Avant l'équipe actuelle, la maison Schweitzer a été dirigée durant 21 ans par Sonja Poteau. Cette ancienne sage-femme a travaillé dans les années 1950 à l'hôpital de Lambaréné, au Gabon, aux côtés d'Albert Schweitzer. Elle lui est redevable de sa conception de la vie et de sa confiance en l'humanité. "Il nous a offert quelque chose de génial, qu'on n'estimait pas à sa juste valeur à l'époque, raconte-t-elle. Mais maintenant, il faut absolument le transmettre." Plus de 60 ans plus tard, elle se souvient avec émotion de l'ambiance de confiance que Schweitzer avait su créer dans son hôpital, qui était plus proche du village africain que d'un centre hospitalier aseptisé. Les patients y séjournaient entourés de leur famille. "Ils pouvaient amener leurs bêtes. Albert Schweitzer disait : ces animaux travaillent pour nous. Les poules picorent les insectes, fourmis et cancrelats. Les chèvres tondent l'herbe. Et les chats chassent les souris et les rats." Et quand ils repartaient, ils avaient encore leurs animaux, ce qui n'aurait pas été le cas s'ils avaient dû les abandonner durant plusieurs semaines dans leur village.   
 


La rénovation de la maison Albert Schweitzer – hors extension – est estimée à près de 200 000 euros. Il reste encore plusieurs dizaines de milliers d'euros à trouver, et la fondation du patrimoine, partenaire du projet, collecte encore des dons. Après la rénovation, l'ancienne maison sera réaménagée. La chambre à coucher-bureau d'Albert Schweitzer retrouvera son aspect d'origine. La pièce du piano à pédalier sera consacrée au Schweitzer musicien, et agrémentée d'affiches de ses concerts. Et au sous-sol, un nouvel espace présentera l'hôpital de Lambaréné, qui est désormais géré par une fondation internationale.

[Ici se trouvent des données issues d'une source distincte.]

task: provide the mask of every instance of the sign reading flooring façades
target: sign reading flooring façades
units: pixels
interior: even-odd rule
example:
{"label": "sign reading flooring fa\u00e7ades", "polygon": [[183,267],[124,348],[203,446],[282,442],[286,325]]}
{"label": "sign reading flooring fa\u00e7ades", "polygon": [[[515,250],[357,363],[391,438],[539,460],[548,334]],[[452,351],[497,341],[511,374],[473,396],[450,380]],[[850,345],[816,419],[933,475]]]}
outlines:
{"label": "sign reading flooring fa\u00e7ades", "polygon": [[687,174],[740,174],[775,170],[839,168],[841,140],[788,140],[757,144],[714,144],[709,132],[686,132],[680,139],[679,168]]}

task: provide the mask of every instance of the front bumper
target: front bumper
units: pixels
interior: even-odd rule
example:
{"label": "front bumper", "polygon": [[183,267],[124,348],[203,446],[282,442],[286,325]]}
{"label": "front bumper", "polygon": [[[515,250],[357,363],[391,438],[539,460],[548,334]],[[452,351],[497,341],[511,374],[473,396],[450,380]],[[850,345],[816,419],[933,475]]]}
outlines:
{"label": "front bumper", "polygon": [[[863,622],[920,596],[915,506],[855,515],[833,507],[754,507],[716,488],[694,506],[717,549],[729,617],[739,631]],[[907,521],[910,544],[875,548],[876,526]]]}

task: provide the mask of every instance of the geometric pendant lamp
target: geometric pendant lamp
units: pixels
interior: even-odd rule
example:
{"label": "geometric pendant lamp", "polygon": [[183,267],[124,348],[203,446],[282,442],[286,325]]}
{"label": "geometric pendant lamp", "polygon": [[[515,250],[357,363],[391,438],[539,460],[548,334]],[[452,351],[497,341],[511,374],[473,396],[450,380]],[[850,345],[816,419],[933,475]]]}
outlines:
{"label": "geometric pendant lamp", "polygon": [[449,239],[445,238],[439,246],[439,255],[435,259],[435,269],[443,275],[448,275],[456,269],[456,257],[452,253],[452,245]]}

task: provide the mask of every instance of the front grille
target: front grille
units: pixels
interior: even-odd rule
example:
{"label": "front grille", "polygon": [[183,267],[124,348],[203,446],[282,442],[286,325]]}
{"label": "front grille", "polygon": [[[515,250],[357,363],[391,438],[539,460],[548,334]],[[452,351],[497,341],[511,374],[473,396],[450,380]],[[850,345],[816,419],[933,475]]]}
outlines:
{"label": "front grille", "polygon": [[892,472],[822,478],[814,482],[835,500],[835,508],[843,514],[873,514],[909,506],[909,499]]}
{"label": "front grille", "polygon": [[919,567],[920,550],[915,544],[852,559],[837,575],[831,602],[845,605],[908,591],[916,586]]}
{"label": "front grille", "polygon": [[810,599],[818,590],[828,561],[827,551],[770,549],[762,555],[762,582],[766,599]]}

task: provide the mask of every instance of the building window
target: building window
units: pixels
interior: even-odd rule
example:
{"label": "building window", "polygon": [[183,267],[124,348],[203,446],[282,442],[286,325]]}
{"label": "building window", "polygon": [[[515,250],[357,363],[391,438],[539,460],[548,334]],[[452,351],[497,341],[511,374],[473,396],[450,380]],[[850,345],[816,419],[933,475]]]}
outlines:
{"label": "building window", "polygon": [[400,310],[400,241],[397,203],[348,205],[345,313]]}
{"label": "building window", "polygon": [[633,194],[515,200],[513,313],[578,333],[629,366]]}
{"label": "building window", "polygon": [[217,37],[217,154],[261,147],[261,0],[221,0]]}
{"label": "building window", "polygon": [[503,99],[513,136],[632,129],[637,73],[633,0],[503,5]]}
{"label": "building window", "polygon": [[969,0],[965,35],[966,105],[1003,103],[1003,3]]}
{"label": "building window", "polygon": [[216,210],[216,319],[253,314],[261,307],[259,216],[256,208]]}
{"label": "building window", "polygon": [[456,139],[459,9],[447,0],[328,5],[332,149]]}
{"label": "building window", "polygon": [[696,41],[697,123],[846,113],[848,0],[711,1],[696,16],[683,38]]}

Le musée devrait ré-ouvrir en septembre, et pourra désormais accueillir des groupes et des scolaires dans de meilleures conditions. L'espoir de sa directrice, Jenny Litzelmann, est de passer de 5000 à 10 000 visiteurs par an. Et, toujours, de mieux faire découvrir – ou re-découvrir – la personnalité et le parcours du "grand docteur" : "Son éthique, sa façon de vivre, son message sont tellement actuels qu'il doit être  redécouvert. Et la lecture de son message fait tellement du bien. C'était un homme tellement optimiste malgré tout ce qu'il a vécu, je pense qu'on a vraiment besoin de sa pensée et son exemple aujourd'hui."